Boeing to pay $2.5b to settle US fraud charges over 737 MAX

In this file photo a Boeing 737 MAX airliner with United Airlines markings is pictured at the Boeing Factory in Renton, Washington on November 18, 2020. (Photo: VCG)

US prosecutors on Thursday hit Boeing with $2.5 billion in fines, settling a criminal charge over claims the company defrauded regulators overseeing the 737 MAX, which was grounded worldwide following two deadly crashes.

The Department of Justice (DOJ) said Boeing reached a deferred prosecution agreement related to the company's pronouncements to regulators during the certification of the MAX, which was taken out of service for 20 months after the crashes and only recently cleared to return to the skies.

Prosecutors described Boeing's failings in withering terms, accusing the company of spreading "half-truths" and engaging in a "cover-up."

"The tragic crashes of Lion Air Flight 610 and Ethiopian Airlines Flight 302 exposed fraudulent and deceptive conduct by employees of one of the world's leading commercial airplane manufacturers," said Acting Attorney General David Burns.

"Boeing's employees chose the path of profit over candor by concealing material information from the FAA concerning the operation of its 737 Max airplane and engaging in an effort to cover up their deception."

Under the agreement, Boeing must meet with the DOJ's fraud section at least quarterly and attest regularly to its compliance program. The charges will be dismissed after three years if Boeing meets the conditions, and the company will also cooperate with prosecutors on any ongoing or future probes.

Boeing will pay a fine of $243.6 million and provide $500 million in additional compensation to families of victims, plus $1.8 billion in additional payments to airline customers.

Boeing said it was pleased to move past the DOJ probe.

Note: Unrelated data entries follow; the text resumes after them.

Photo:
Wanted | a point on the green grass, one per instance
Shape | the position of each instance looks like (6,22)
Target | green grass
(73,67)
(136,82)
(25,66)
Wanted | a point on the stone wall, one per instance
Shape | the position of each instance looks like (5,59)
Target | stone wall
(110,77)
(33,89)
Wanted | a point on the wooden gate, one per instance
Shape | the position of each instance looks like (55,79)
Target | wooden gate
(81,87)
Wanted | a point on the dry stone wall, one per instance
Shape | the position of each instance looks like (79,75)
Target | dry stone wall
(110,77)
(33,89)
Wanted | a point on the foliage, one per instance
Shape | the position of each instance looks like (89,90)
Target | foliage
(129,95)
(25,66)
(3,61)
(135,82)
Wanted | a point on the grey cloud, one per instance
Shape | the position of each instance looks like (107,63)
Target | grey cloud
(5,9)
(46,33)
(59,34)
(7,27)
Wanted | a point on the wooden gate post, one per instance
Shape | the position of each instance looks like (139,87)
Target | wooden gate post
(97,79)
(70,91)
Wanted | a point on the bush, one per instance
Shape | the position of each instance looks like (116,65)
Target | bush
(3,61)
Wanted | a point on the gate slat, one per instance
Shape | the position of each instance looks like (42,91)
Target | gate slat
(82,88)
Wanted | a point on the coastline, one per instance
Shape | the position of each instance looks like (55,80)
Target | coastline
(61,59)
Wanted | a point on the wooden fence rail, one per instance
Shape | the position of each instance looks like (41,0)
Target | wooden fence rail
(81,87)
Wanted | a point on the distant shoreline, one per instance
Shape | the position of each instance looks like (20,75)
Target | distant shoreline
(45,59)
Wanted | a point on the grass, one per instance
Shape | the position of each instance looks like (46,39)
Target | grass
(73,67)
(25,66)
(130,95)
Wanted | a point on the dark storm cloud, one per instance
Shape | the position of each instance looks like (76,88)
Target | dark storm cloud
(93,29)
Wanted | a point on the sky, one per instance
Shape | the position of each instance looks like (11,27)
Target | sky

"I firmly believe that entering into this resolution is the right thing for us to do – a step that appropriately acknowledges how we fell short of our values and expectations," Chief Executive David Calhoun said in a statement.

"This resolution is a serious reminder to all of us of how critical our obligation of transparency to regulators is, and the consequences that our company can face if any one of us falls short of those expectations."

The MAX made its first US commercial flight since the grounding last month in what the manufacturer hopes will mark a turning point following the scandal and the general downturn in air travel caused by the COVID-19 pandemic.